Covered calls are an options strategy where you sell someone else the right (but not the obligation) to buy your stock from you at a set price (called the strike price) before a certain date (expiration), in exchange for cash today (called a premium).
You keep the premium no matter what happens.
1. What You Need:
- Own 100 shares of a stock.
- Be willing to sell those shares if the stock price rises above a set price (your strike).
This is why it’s called “covered” — you already own the shares, so if the buyer exercises, you can just hand them over.
2. A Real Example: Selling a Covered Call on Apple (AAPL)
You own 100 shares of Apple at $170 per share.
You sell 1 Call Option:
- Strike price: $180
- Expiration: 1 month from now
- Premium collected: $2.50 per share = $250 total (because options cover 100 shares)
Two Outcomes:
Scenario | What Happens |
---|---|
AAPL stays below $180 by expiration | You keep the $250. Your stock remains yours. |
AAPL goes above $180 | You must sell at $180, even if AAPL hits $190. You still keep the $250 premium. |
3. Profit Math
If Apple stays below $180:
- Gain = $250 (premium) + any appreciation below $180.
If Apple rises above $180:
- Your profit is capped:
- ($180 – $170) × 100 shares = $1,000 (capital gain)
- + $250 (premium) = $1,250 total
Even if Apple rockets to $200 — you still only get $1,250.
4. Why Do This?
- Generate extra income on stocks you already own.
- Boost returns if you think a stock will go sideways or slightly up.
- Lower breakeven point: your effective cost basis drops (e.g., $170 – $2.50 = $167.50).
5. The Risks
- Opportunity Cost: If the stock skyrockets, you’re forced to sell at the lower strike price and miss out on bigger gains.

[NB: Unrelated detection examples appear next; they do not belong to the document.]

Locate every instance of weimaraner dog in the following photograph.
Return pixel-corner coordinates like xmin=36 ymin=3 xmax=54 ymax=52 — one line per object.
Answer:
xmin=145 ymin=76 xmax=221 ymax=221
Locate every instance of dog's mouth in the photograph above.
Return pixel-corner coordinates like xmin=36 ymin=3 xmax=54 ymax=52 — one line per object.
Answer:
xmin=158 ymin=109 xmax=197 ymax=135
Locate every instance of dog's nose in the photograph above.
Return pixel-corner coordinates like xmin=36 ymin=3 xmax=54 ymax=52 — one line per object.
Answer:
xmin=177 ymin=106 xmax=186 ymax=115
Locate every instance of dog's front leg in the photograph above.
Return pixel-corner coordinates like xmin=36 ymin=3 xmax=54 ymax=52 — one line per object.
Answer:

- Still exposed to downside: If Apple drops to $160, you still lose money on your shares (but the $250 premium cushions it a bit).
6. How to Find Good Covered Call Setups
Look for:
- Stocks you already own or wouldn’t mind selling.
- Strike prices about 5–10% above the current price.
- Expiration dates about 2–6 weeks away (good time decay).
7. Real Numbers — Covered Call Calculator Snapshot
Metric | Value |
---|---|
Stock price (current) | $170 |
Strike price | $180 |
Premium received | $2.50 per share |
Potential max gain | $12.50 per share ($1,250) |
Max gain % (on cost basis) | ~7.35% in 1 month |
Not bad for a 1-month strategy!
Bonus Tip:
You can repeat covered calls monthly — “renting out” your stock for consistent income.
If you own boring stocks (like Coca-Cola, Verizon, AT&T), covered calls can turn them into cash machines.
Final Word:
Covered calls are like getting paid rent for stocks you own — but you might have to sell if someone “buys the house” at a pre-agreed price.